How to safeguard your event from a data breach

Event professionals need to strengthen data protection policies and processes to become GDPR and PDPA compliant.

The launch of the General Data Protection Regulations (GDPR) in Europe and stricter rules laid down by the Personal Data Protection Commission this year have raised uncertainties around data protection compliance in the business events industry in Asia.

To mitigate this, the Singapore Association of Convention & Exhibition Organisers & Suppliers (SACEOS) held a knowledge sharing session to help organisations meet their data protection obligations.

The Personal Data Protection Commission (PDPC) announced in August this year that it would be illegal for organisations to collect, use or disclose National Registration Identity Card (NRIC) numbers or make copies of the identity card from 1 September 2019. The updated guidelines under the Personal Data Protection Act (PDPA) address the danger that its misuse could result in crimes like fraud and identity theft.

Organisations that have collected NRIC numbers are encouraged to assess if they need to retain these numbers, and if not, to dispose of them responsibly and in compliance with PDPA’s disposal methods.

Appoint responsible parties

To get started, senior assistant director, publicity & engagement (Data Protection and Innovation Group) of the Info-Communications Media Development Authority (IMDA), Valeriane Toon, advises appointing a dedicated data protection officer (DPO) to safeguard customer information and company resources.

Organisations are free to assess whether the DPO function should be a dedicated responsibility or an additional function within an existing role.
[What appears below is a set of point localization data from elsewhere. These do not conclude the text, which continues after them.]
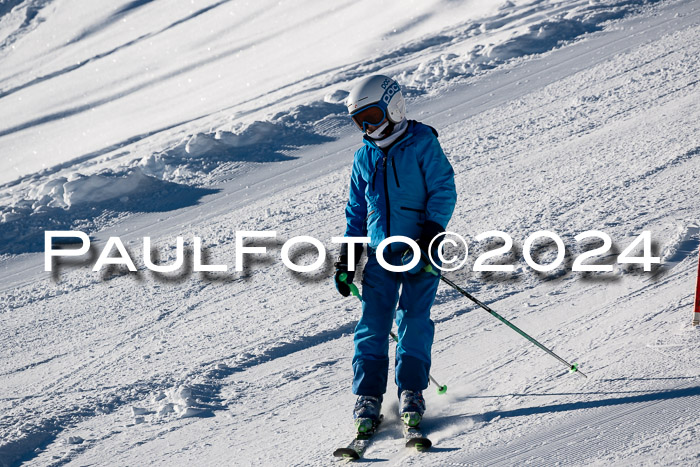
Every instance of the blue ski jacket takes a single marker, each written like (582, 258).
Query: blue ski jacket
(395, 192)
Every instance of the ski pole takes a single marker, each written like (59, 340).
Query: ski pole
(442, 388)
(572, 368)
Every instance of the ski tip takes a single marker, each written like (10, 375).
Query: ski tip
(346, 453)
(421, 444)
(574, 369)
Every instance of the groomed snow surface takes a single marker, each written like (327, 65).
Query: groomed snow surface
(203, 118)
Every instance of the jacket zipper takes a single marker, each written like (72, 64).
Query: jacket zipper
(388, 208)
(396, 176)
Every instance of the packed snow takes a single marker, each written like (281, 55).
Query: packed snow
(207, 118)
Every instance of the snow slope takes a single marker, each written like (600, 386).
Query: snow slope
(248, 367)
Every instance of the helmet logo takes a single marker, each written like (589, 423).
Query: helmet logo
(391, 88)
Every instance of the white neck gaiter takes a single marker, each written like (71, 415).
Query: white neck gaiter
(398, 131)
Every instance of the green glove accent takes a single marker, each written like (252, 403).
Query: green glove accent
(353, 288)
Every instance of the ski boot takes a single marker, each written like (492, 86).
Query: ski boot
(411, 407)
(366, 413)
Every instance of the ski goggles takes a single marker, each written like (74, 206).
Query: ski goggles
(373, 115)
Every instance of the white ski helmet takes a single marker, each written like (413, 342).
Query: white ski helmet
(375, 98)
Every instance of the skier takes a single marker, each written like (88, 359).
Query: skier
(401, 184)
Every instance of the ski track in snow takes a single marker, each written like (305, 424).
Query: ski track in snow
(123, 368)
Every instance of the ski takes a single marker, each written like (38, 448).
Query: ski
(415, 438)
(357, 446)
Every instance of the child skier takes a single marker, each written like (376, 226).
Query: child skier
(401, 184)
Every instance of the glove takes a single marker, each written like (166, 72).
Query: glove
(430, 230)
(341, 267)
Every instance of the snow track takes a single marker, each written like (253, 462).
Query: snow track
(618, 430)
(238, 367)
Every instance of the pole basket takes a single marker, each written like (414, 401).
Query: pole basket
(696, 301)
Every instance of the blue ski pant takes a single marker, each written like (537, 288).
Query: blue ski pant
(380, 293)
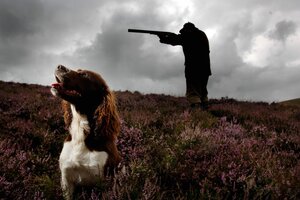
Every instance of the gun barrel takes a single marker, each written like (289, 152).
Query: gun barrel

Once appointed, the DPO can delegate certain responsibilities to other officers.

“In Singapore, it is mandatory to appoint a DPO, so long as the company manages personal data,” Toon says. “The DPO should foster a data protection culture among employees and communicate personal data protection policies to stakeholders – because there is no use in having policies if there are no processes or people supporting them. Policies set the direction. If people are not trained, they are going to mess up the policies.”

She adds: “All parties handling personal data need to come together to provide information so that the data protection officer can create a framework of governance, making sure that the practices are compliant with PDPA.”
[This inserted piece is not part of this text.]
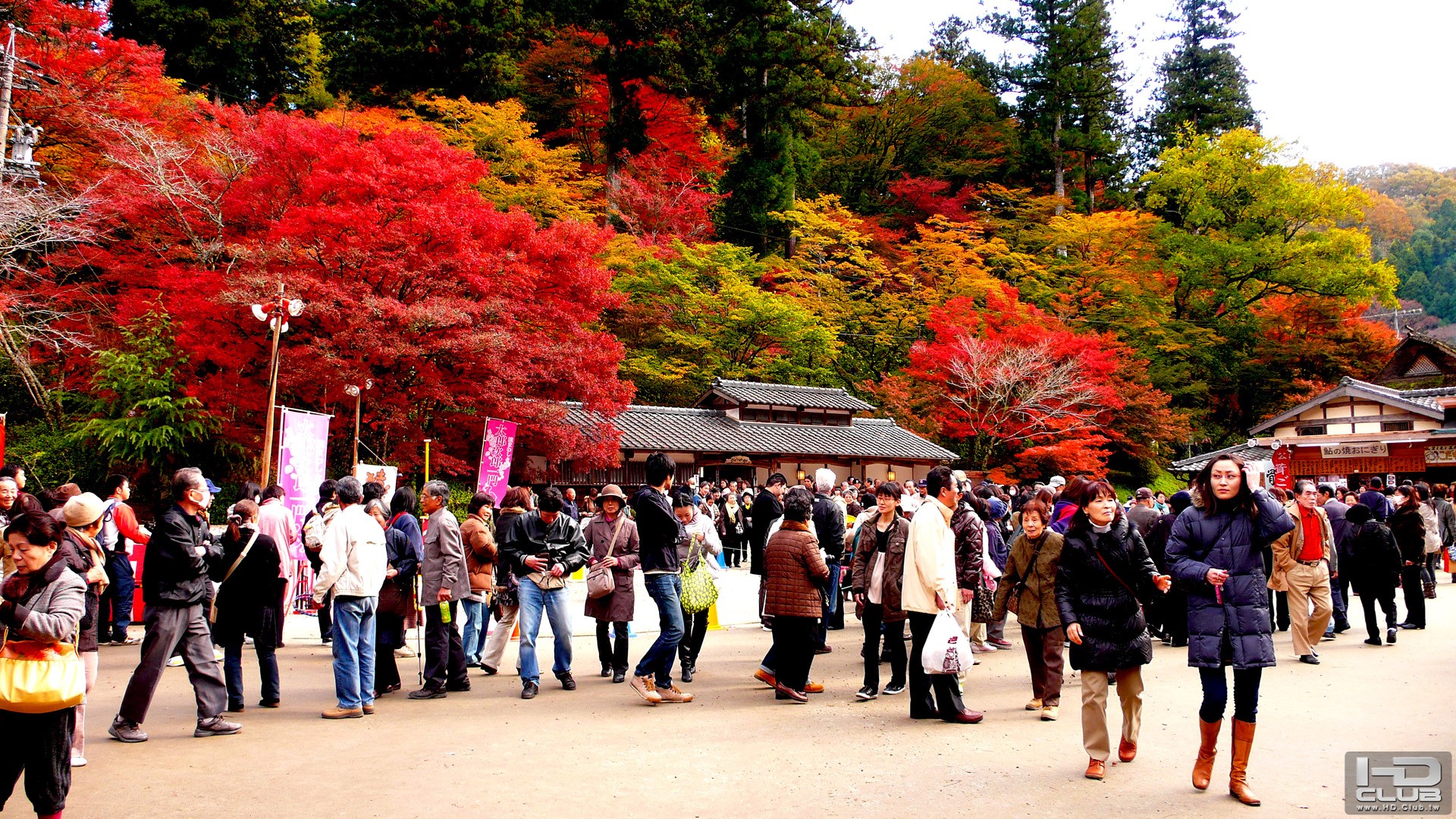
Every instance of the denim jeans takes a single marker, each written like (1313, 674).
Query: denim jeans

Toon advises that when data is shared among event management companies, venues and suppliers, a data controller needs to be appointed and is legally responsible. “He or she will obtain the customers’ consent, establish a reasonable purpose to collect data, inform customers of all the data processes within the business, and ensure that all parties handling the information will follow the data protection policy,” she says.

Support for organisations is available online in the form of a data protection starter kit, advisory guidelines and checklists.

GDPR for European delegates

With the implementation of General Data Protection Regulation (GDPR), what are event companies in Singapore liable for and what do they need to be aware of when European delegates come to Singapore?

Ralph Hendrich, SACEOS honorary treasurer and general manager at Koelnmesse, says that templates and forms can be designed to indicate consent in a way that is GDPR and PDPA complaint.

“What becomes complicated is tracking the act of information,” he says. “The EU says that personal data is like a brand. A delegate can give you information for a specific purpose. But you don’t own this data. I have the right, even in 20 years, to ask you to tell me where is this data, who has this data, and who does what with this data.

“The best way to prevent breach is to use it for a certain purpose and time and then delete it. The company needs to make it very obvious that they asked for consent and secure professional support to get you GDPR compliant for as long as you run your business,” says Hendrich.

Cloud computing can streamline data management

The advent of cloud computing has advanced event technology to a state where integrated event data management and mobility can be achieved via a centralised platform, accessible anytime, anywhere. Not only will it improve event marketing decisions and handling of sensitive information, but it will also ensure that all data touch points are accounted for.